Mid-Book Test - Hard
|Name: _________________________||Period: ___________________|
This test consists of 5 short answer questions, 10 short essay questions, and 1 (of 3) essay topics.
Short Answer Questions
1. What habit does Eduard change as a result of Ottilie's presence and influence?
2. At whom does Eduard lose his temper while making the new plans for the estate?
3. What prevents Eduard from going through with his plan to keep Ottilie always near him?
4. What building has been completed for the celebration planned by Eduard and the Captain?
5. What is one subject of the guests and hosts' conversation during the group's first dinner together?
Short Essay Questions
1. What decision does Ottilie make that she normally never would, and what are the results of it?
2. What is the general substance of the mason's address during the ceremony of the foundation stone of the pavilion?
3. Whom does Eduard meet when he walks through his own estate, and what is the significance of their meeting?
4. How does Charlotte discover Eduard has rejoined the military, and how does she respond to this news?
5. Briefly summarize the story behind Eduard and Charlotte's marriage.
6. Summarize the letters from the headmistress and the schoolmaster.
7. What are Charlotte's views of memorials?
8. Summarize the events which occur on Ottilie's birthday.

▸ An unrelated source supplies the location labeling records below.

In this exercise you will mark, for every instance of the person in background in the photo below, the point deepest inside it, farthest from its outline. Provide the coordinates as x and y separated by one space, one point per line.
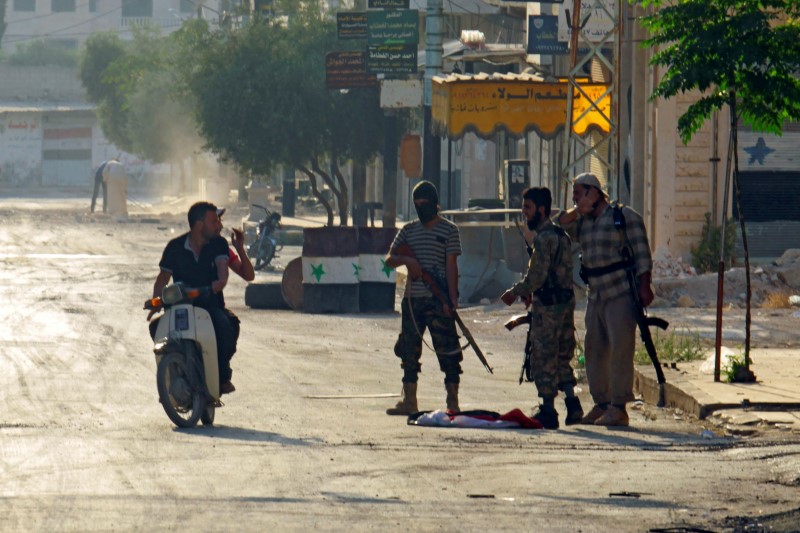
99 181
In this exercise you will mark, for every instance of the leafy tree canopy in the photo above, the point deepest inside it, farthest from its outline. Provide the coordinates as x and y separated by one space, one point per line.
743 49
133 84
261 98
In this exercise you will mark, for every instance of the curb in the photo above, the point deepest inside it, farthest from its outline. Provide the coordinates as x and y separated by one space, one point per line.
678 393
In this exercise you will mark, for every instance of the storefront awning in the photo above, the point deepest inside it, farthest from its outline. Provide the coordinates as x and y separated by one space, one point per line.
515 103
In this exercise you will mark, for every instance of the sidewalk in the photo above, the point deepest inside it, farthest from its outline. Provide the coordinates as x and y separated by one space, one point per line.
774 399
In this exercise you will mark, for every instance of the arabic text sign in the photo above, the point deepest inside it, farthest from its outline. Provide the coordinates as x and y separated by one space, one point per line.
543 36
392 59
393 27
515 106
597 26
389 4
351 25
347 70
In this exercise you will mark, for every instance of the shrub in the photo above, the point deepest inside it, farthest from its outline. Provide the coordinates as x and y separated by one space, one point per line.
681 344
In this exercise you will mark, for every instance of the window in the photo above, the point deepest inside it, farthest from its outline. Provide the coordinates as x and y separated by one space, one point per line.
137 8
61 6
24 5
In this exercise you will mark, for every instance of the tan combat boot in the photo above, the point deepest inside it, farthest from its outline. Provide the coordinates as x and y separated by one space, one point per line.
452 397
614 416
408 404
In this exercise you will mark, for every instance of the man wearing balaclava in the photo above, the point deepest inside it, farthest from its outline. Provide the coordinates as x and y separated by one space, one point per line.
547 289
435 245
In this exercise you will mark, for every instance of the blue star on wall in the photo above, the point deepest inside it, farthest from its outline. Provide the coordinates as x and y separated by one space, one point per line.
758 152
386 269
317 271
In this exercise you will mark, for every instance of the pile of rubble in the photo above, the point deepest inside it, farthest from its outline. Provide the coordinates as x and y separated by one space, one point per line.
678 285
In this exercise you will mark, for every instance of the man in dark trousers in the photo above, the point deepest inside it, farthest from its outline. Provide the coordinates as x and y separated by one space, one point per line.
436 245
200 258
98 182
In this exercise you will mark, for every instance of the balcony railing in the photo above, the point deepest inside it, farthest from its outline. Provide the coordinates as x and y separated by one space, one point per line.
164 22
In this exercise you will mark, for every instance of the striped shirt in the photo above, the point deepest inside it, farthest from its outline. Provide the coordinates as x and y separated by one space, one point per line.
431 246
601 242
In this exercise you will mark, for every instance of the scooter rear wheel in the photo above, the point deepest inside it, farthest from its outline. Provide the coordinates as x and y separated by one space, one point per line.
182 402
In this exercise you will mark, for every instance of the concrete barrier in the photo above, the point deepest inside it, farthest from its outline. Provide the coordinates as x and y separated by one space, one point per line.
330 270
265 296
376 280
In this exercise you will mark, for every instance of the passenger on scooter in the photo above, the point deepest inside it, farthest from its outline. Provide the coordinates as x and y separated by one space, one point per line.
238 261
200 258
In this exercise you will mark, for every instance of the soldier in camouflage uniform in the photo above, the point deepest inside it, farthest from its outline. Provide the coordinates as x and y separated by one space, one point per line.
547 289
436 245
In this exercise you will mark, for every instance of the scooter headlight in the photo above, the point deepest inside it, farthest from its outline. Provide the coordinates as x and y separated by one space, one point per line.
172 294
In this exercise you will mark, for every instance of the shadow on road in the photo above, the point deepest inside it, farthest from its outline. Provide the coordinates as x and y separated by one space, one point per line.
254 435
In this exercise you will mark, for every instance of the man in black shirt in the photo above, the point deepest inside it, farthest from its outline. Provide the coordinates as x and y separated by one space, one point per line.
200 258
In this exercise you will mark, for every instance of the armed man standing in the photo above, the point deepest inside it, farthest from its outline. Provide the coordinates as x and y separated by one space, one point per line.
547 288
428 247
613 240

9. What is the general substance of Ottilie's fourth journal entry?
10. What event at the end of Part II, Chapter 8, is saturated with both happiness and grave foreboding, and how?
Essay Topic 1
Apply the principle of "elective affinities," as discussed by Eduard, Charlotte, and the Captain in Part I, Chapter 4, to the novel in its entirety. Provide a short summary of the essence of the idea of elective affinities: what is it, and in which disciplines is it particularly useful? How do Eduard, Charlotte, and the Captain understand and explain this principle? Where do you find this principle most present in the various relationships between the four protagonists? Do you find aspects of elective affinities present in any of the minor characters, or in any of the portions of the novel that are not strictly related to the plot (such as letters, journals, and other stories)?
Essay Topic 2
Examine the significance of Ottilie's death, the circumstances surrounding it, and her specific method of death. What are the indirect and direct causes of her death, and what event or events precipitate her death? Can "starving" be related to any other instance, theme, interaction between characters, or symbol in the novel? Was Ottilie's death and her method of killing herself foreshadowed anywhere else in the novel? Who, if anyone, can be considered culpable in Ottilie's death, if it was a suicide? How does the method of Ottilie's death reflect her characteristic reliance on fate and on her own inaction (or the actions of others) throughout the rest of the novel?
Essay Topic 3
Address the question of the "moral of the story": does the novel possess a clear, concise moral message? Do contradictions and problems exist in the novel that could complicate the moral message of the novel? What is the relationship between religion and morality? Does the narrator, through tone or word choice, appear to either pass judgment or encourage readers to judge characters and their actions? Are there problems, as a reader and critical reader of the novel, in forming moral judgments on specific characters?